How to stay safe while using social media
Published 3:09 pm Tuesday, May 22, 2018
Social media is an ever-present aspect of our lives. Chatting with friends and family, sharing news, and doing your job to the best of your ability often hinge on the use of an internet connection and various social media sites. Not to mention texting.
The conversation about the pros and cons of the internet, smartphones and other technologies has been an ongoing one. With innovations to computers, tablets and smartphones happening every day, that conversation is likely to continue in perpetuity.
Even though all of these things are now a natural part of day-to-day life, that doesn’t mean that some basic tips and pointers on how to remain safe and responsible online and with smart devices are irrelevant.
Brandy Calvert of the U.K. Cooperative Extension Office and head of 4-H Youth Development recently sent out a basic how-to guide on wisely using social media.
Her first point is that although many of the most popular social media outlets such as Twitter and Facebook have age restrictions to signing up, many children can lie and sign up anyway.
It is advised that real names and ages are used when signing up for a social media account. Posting personal information such as home addresses, social security numbers, phone numbers and when you will be gone from home should never be posted online.
Knowing everybody and your child’s friends and followers are a plus.

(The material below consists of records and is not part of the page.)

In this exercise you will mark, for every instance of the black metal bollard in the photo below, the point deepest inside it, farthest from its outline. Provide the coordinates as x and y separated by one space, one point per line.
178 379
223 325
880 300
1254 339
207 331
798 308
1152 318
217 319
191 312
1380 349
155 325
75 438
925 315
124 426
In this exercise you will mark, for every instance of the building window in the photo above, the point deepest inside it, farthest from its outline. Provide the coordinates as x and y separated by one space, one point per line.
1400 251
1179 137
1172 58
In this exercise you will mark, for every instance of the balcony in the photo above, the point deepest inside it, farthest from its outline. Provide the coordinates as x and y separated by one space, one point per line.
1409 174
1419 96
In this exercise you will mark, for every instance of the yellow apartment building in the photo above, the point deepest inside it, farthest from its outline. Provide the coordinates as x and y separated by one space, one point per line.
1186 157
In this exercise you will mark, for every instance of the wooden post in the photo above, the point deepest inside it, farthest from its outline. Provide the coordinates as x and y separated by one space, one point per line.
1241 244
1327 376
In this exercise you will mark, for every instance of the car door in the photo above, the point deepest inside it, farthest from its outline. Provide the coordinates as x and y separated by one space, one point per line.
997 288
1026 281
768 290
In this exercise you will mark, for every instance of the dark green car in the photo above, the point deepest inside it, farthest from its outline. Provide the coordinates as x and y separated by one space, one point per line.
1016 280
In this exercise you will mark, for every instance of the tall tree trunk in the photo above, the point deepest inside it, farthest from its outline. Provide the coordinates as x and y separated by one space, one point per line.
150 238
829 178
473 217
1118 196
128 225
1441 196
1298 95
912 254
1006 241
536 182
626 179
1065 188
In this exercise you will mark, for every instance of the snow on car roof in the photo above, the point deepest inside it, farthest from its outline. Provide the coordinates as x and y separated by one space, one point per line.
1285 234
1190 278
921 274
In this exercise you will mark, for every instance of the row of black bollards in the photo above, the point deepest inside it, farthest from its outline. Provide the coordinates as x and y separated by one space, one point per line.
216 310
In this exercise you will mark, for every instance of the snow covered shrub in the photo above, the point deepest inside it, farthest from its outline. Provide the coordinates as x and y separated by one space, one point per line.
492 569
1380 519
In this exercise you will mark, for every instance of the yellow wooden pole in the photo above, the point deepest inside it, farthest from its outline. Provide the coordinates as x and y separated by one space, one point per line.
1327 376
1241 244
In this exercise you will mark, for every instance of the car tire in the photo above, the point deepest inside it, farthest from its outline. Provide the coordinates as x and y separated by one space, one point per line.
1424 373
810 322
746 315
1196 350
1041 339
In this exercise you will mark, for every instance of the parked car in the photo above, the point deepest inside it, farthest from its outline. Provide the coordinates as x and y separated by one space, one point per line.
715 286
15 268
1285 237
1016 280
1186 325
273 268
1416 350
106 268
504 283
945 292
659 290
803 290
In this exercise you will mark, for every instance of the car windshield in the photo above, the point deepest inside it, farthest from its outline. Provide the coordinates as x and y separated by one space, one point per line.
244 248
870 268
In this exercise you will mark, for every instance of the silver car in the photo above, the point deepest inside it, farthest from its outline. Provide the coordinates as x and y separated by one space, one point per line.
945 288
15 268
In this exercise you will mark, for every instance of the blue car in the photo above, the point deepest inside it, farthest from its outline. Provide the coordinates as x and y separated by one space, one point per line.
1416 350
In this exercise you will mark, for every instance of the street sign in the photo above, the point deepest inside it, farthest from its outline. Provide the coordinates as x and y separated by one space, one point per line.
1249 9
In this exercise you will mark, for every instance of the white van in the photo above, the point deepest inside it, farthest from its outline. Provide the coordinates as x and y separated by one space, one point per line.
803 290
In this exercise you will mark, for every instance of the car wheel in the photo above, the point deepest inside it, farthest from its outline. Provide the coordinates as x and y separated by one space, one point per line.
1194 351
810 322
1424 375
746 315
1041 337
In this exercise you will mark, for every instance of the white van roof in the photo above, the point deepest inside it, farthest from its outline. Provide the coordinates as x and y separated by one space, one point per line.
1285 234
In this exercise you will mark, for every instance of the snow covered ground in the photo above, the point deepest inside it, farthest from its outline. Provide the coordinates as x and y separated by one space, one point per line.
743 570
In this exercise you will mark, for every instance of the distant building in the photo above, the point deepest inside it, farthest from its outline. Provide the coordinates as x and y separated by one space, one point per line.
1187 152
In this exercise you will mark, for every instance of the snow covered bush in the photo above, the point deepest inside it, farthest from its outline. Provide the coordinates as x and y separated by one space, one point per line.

Taking advantage of the privacy settings of social media sites is a given, but even using these settings does not guarantee everything you say online is private.
While your child may consider this next bit of advice as lame or a sign of mistrust, monitoring their accounts to make sure no inappropriate content or information has been shared is also a great way to keep them safe. You can also ask friends and family to remove tags you feel are inappropriate.
Children tend to never like their parents giving them lectures, but reminding them that what they do online can very easily have real life consequences can only help. And lastly, encourage your children to speak up if they feel uncomfortable about what someone is posting online.